12 thoughts on “Failing in basic duties”

  1. formertory (and lately even more so)

    So since we don’t have a River Ganges conveniently to hand, what exactly happens to the bodies? I suppose Nottingham (which they questioned) might look furtively at the River Trent……

  2. Why should this be a function of government? Seems like charities would be far better equipped to deal with funerals or cremations.

  3. @snag
    It’s a default public health position (like providing public lavatories…yes, I know).
    Charities would undoubtedly (almost) do a better job and local authorities should not get in their way, but there has to a be a fallback for this and a very few other things.

  4. There are numerous TV commercials for “no fuss” cremations. Central government (a lesser evil than local government in this instance) should subcontract these providers to carry out the service and also pay a death grant to allow the family to give granny or grandad a bit of a send off. £500 should be perfectly adequate. No need for invoices which only create even more jobsworth’s checking and authorising or querying, just hand over the £500 to next of kin along with the death certificate.

    At 100,000 deaths a year £50m for the grants and say £100m for the cremations isn’t going to break the bank is it?

  5. This seems to be a story about a means tested benefit. Much depends on the criteria for eligibility and how clearly they are written. Plus the clarity of any supplementary ‘government guidance’. When I managed my local Citizens Advice Bureau, there was voluminous guidance on Homelessness. Council Officials didn’t always apply the guidance correctly. My local authority was always open to hearing reasoned argument as to why a particular decision might be wrong. Sometimes they changed the decision, sometimes not. In this case, I would need to see a lot more detail before knowing whether to get outraged or not.

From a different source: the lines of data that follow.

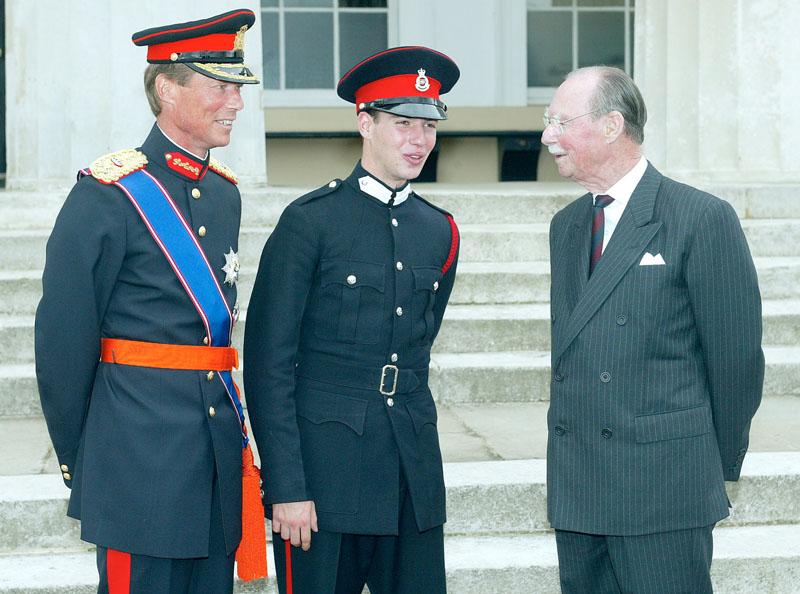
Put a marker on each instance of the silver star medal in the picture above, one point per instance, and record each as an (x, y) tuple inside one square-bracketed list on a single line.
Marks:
[(231, 268), (235, 313)]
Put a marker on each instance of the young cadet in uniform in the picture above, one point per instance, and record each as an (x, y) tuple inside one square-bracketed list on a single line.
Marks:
[(133, 352), (350, 294)]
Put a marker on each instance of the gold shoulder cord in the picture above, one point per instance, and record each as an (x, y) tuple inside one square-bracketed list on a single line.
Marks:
[(114, 166), (223, 170)]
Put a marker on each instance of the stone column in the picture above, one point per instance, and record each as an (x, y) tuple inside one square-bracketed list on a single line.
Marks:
[(74, 87), (721, 87)]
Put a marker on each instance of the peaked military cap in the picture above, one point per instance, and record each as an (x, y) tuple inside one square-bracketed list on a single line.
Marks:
[(405, 81), (213, 46)]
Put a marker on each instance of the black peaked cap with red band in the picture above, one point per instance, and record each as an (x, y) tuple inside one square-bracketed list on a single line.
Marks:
[(213, 47), (405, 81)]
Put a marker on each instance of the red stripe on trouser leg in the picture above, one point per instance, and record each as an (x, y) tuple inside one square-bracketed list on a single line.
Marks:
[(118, 571), (288, 567)]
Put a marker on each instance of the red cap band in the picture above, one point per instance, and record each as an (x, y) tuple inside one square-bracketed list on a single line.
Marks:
[(216, 42), (400, 85)]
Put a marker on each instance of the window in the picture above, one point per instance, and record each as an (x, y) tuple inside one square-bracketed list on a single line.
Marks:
[(309, 44), (568, 34)]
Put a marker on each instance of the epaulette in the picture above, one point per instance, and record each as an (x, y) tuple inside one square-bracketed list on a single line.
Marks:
[(331, 186), (223, 170), (432, 205), (114, 166)]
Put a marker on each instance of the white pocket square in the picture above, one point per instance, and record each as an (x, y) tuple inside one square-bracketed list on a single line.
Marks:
[(650, 260)]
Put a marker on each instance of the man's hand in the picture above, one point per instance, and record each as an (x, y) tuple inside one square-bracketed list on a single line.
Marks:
[(295, 521)]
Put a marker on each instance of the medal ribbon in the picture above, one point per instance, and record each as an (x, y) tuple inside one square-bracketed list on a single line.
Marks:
[(176, 240)]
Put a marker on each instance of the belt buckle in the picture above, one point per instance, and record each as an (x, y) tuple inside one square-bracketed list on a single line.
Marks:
[(383, 379)]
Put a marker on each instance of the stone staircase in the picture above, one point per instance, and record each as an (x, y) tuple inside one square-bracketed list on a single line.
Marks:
[(490, 374)]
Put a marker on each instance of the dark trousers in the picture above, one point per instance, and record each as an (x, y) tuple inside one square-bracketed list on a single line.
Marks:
[(410, 563), (126, 573), (677, 562)]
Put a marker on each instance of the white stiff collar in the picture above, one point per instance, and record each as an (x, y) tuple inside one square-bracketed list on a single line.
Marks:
[(381, 191)]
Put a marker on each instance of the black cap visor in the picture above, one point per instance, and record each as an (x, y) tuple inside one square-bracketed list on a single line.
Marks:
[(411, 107), (235, 73)]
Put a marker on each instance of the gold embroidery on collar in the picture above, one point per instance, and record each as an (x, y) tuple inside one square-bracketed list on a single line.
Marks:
[(223, 170), (185, 165)]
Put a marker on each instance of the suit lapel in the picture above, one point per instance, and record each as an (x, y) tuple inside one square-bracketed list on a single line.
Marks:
[(579, 245), (634, 231)]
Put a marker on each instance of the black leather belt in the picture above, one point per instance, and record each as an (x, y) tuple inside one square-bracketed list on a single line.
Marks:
[(387, 380)]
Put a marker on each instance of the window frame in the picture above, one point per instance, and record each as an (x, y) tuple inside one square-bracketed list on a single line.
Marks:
[(543, 95), (283, 97)]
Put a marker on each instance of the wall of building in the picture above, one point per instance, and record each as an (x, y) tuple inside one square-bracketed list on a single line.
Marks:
[(74, 86)]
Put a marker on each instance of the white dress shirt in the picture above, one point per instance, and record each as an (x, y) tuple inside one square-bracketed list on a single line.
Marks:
[(621, 193)]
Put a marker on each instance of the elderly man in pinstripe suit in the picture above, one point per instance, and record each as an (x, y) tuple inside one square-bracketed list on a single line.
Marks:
[(657, 367)]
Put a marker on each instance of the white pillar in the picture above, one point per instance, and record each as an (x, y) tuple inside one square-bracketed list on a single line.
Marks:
[(74, 87), (721, 87)]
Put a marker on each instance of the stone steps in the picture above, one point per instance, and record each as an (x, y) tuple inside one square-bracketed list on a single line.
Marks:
[(478, 283), (509, 202), (764, 559), (466, 329), (25, 248), (517, 376)]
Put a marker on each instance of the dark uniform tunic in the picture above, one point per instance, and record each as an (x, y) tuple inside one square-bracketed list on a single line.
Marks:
[(348, 284), (139, 447)]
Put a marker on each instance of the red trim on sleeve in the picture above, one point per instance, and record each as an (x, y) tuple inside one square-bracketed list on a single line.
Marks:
[(193, 27), (118, 572), (453, 245), (288, 567)]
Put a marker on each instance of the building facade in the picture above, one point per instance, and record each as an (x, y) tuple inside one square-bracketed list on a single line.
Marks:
[(716, 76)]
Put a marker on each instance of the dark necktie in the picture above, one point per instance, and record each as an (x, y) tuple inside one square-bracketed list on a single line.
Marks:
[(598, 228)]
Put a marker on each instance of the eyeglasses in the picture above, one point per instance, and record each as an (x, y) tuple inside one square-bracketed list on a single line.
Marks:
[(560, 126)]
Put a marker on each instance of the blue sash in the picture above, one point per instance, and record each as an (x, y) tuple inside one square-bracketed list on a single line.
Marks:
[(173, 235)]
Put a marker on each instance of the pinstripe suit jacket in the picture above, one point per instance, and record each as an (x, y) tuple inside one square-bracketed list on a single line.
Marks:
[(657, 370)]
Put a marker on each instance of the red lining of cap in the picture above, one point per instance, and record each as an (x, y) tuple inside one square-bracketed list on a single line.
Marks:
[(400, 85), (215, 42), (225, 18), (390, 51)]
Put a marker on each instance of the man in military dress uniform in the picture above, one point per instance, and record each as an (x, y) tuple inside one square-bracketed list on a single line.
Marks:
[(133, 329), (350, 294)]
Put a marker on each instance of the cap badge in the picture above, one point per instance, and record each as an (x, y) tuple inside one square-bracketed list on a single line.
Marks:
[(238, 40), (422, 84)]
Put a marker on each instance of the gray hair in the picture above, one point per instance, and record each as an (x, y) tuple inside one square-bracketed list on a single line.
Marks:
[(180, 73), (616, 91)]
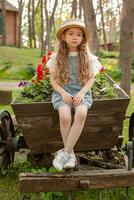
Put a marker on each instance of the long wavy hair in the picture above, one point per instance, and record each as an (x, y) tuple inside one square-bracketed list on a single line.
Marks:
[(63, 65)]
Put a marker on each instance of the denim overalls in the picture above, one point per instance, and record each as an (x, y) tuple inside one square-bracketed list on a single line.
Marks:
[(73, 88)]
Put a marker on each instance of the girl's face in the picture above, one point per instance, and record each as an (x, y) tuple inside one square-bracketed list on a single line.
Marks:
[(73, 38)]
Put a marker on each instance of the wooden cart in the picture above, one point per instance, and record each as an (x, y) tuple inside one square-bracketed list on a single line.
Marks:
[(38, 124)]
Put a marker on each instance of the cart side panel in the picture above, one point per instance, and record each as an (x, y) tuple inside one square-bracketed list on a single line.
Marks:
[(39, 124)]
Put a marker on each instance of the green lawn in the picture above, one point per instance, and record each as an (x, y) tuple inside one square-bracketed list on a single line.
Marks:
[(18, 64)]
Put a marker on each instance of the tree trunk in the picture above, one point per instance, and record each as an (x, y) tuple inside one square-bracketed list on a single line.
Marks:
[(103, 26), (3, 22), (33, 24), (74, 9), (21, 6), (42, 27), (49, 24), (90, 21), (29, 24), (126, 43), (80, 9)]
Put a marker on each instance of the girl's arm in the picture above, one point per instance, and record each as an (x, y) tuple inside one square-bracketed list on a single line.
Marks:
[(55, 85), (67, 97), (80, 95), (88, 84)]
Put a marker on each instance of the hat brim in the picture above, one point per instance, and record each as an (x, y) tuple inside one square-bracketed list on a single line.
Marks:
[(85, 30)]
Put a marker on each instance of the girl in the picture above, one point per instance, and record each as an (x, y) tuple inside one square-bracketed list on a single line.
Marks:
[(72, 76)]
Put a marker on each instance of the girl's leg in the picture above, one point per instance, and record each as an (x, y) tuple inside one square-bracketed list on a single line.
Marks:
[(76, 128), (65, 122)]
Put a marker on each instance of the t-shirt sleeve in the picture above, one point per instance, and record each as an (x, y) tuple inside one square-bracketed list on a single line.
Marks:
[(96, 65), (51, 64)]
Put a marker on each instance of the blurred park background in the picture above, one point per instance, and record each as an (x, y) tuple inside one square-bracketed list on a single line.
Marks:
[(28, 31)]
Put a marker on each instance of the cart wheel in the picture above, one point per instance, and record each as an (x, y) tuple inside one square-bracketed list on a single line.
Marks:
[(6, 137), (130, 155), (131, 127)]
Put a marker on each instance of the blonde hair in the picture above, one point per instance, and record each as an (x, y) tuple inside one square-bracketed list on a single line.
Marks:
[(63, 65)]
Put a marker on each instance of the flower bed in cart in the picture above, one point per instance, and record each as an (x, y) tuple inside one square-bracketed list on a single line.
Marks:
[(39, 122)]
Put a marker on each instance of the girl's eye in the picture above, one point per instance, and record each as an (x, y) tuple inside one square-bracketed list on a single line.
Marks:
[(79, 34)]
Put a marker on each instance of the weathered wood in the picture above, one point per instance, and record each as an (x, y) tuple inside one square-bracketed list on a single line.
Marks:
[(77, 180), (41, 126)]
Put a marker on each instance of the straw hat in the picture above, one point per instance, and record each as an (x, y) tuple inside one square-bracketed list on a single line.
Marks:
[(71, 23)]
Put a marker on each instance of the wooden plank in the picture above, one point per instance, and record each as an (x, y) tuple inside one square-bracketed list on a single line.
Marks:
[(77, 180), (46, 108)]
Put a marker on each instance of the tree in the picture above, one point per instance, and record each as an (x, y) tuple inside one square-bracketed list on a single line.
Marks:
[(21, 6), (103, 25), (29, 24), (42, 27), (74, 9), (3, 22), (126, 43), (49, 24), (90, 21), (33, 23)]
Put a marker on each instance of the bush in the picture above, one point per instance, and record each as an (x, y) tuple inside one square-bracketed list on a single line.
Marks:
[(109, 54)]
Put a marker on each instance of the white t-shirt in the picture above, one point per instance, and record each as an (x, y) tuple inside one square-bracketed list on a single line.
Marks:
[(96, 65)]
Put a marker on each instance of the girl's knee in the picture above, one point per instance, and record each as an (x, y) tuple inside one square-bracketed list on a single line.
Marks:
[(80, 115)]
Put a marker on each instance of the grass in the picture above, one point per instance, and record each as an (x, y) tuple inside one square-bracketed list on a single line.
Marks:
[(129, 111), (9, 180), (17, 64)]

  6. I think you can donate your body at no cost to science – to be cut up by ham fisted students – or to a ‘body farm’ to be dumped in the woods so forensic pathologists can watch it rot.

  7. A cousin of mine had an equivalent of a pauper’s funeral. His ex-wife was still down as next of kin and so she took control of proceedings, much to the rest of the family’s annoyance ( none of us liked her ). She found a company in North London, who specialised in no-frills funerals and they were paid direct by what was then the DSS. They hire the crematorium out of normal hours ( this was like 8 in the morning) and the whole thing was done and dusted in 15 minutes for a third of the cost of a normal funeral.

    This was a long time ago and things are a bit more expensive now so I suspect that the grant doesn’t cover the costs of even the cheapest interment and has to be topped up by the relatives.

  8. @AndrewC: yes you can, it’s essentially a ‘free’ funeral, because when they finish, they arrange one and invite you to attend. They also hold a yearly ‘service of thanksgiving’ too, that relatives of all that year’s intake get invited to.

    Still got the order of service from my father’s one. His father donated his body as he died from leukaemia (pretty unknown at the time) so he did the same (though it was the NHS that did for him..).

  9. My sister had to attend a pauper’s funeral while working as a local government wallah. Just her, the deceased and the vicar. Not a cheering experience.

  10. I’ve attended a pauper’s funeral. They’re not fun things.

    True, the vicar was no more clueless about the corpse than usual but that’s a comment about the CofE, not pauper’s funerals.